"Coronary Health Index (CHI) as a Determinant for Arterial Stenosis, derived Using PPG and ECG Signals"

Poulomi Pal1 and Manjunatha Mahadevappa2
1Indian Institute of Technology Kharagpur, 2IIT Kharagpur


Abstract

Cardiovascular disease (CVD) patients were targeted in this study to assess the performance of the proposed methodology in segregating patients having stenosis and also identifying the principal diseased coronary artery using PPG and ECG signals. Three major arteries left anterior descending coronary artery (LAD), right coronary artery (RCA), and left circumflex coronary artery (LCx) were focused in distinguishing the stenosed coronary artery. In this prospective cohort study, we considered coronary angiogram as the ground truth.
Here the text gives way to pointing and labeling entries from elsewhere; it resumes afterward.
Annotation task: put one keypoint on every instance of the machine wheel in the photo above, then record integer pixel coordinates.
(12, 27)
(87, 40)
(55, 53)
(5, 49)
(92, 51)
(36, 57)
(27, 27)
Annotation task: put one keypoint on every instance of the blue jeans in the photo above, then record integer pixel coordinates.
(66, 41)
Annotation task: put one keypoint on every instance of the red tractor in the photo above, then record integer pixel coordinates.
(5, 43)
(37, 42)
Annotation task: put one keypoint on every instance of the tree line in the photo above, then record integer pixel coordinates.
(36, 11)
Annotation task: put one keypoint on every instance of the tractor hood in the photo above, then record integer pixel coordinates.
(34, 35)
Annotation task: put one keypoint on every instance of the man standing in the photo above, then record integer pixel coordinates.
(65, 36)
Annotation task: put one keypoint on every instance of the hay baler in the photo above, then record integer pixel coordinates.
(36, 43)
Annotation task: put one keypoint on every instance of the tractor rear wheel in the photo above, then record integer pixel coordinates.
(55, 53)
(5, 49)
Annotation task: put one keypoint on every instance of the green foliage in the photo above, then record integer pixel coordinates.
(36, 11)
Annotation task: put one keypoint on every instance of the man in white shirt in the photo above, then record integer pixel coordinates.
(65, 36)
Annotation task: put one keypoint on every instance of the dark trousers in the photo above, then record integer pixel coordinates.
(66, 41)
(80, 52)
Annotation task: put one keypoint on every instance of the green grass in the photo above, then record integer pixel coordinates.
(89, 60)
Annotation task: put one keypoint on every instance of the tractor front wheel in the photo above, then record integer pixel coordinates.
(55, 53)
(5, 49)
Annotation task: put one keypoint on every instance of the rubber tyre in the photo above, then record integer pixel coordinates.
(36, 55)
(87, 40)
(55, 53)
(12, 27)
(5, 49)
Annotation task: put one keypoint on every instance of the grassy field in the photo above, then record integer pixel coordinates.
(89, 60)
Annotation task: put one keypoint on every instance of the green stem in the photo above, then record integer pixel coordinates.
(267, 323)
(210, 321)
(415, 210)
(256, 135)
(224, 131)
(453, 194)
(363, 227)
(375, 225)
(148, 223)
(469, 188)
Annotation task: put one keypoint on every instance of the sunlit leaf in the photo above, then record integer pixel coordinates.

PPG and ECG signals were acquired simultaneously from CVD patients visiting cardiology department of Medical College and Hospital. Specific inclusion and exclusion criteria were followed during data collection as per the Institutional Ethical Committee. After pre-processing the signals, dicrotic notch region of PPG and S-T segment of ECG, within each cardiac cycle was extracted as a template. A new fused segment was generated from two templates by a proposed algorithm. Utilizing statistics on three templates we defined the term Coronary Health Index (CHI) to evaluate the status of coronary arteries. Setting CHI thresholding values, healthy and stenosed arteries were differentiated. Using CHI values from patients with stenosis, the classification of LAD, RCA, and LCx was performed using Graph Attentive Convolution Network (GACN).

Among 408 CVD patients, 256 had occlusion in either LAD or RCA, or LCx. Binary classification among presence and absence of stenosis was carried out with 0.92 accuracy, 0.91 recall, 0.91 precision, 0.90 specificity, and 0.92 F-score. Identification of stenosed artery was measured with Kappa score (0.89) and Youden’s J statistic value (0.84). Ablation studies were made to design the GACN. Comparison with other networks and state-of-the-art was conducted in terms of AUC(0.93) and AP(0.92) values from ROC and PRC curves, respectively.

The CHI derived from the PPG and ECG signals could be able to study stenosis in non-invasive, easy, and cost-effective manner.